Nickerson also found to be credible new testimony this year from a woman who said that suspect, Rafael Robinson, admitted he accidentally shot Davis.
Nickerson’s ruling indicated those two elements likely would have affected the outcome of Flores’ trial in 1997. […]
Polk County Attorney John Sarcone said Wednesday he “respectfully but strongly” disagreed with the judge’s decision. He has asked the state attorney general’s office to appeal the ruling to the Iowa Supreme Court on his office’s behalf.
An appeal before the state’s high court typically takes nine months to a year. The court can opt not to hear an appeal.
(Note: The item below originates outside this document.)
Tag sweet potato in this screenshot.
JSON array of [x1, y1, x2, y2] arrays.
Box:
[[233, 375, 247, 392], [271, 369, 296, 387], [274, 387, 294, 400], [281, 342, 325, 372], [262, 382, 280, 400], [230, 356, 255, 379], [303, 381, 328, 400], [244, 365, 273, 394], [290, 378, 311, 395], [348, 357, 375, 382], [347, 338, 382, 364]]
In that case, Sarcone would have to decide whether to try Flores anew or set him free.
The Des Moines Register has a timeline of the Flores case here, as well as a good piece by Lee Rood on seven people who “cast doubt on evidence that helped convict Flores.” Commenting on the case last year, Rob Warden of the Center for Wrongful Convictions at the Northwestern University School of Law
said he’s never heard of an alleged wrongful conviction case in which three separate people came forward independently to name another suspect.
“There’s an extremely high probability that he’s innocent,” said Warden, whose [center] has helped exonerate dozens of people. “The fact that you now have three people who don’t have any connection to each other and no discernible motive to do anything but tell the truth is just extremely persuasive.”
Speaking to the Des Moines Register yesterday, Polk County Attorney Sarcone dismissed the police report implicating Robinson as “two or three levels of hearsay.” I am no lawyer, but if multiple witnesses also say Robinson killed Davis, it is hard for me to believe prosecutors could prove Flores guilty beyond reasonable doubt in a new trial.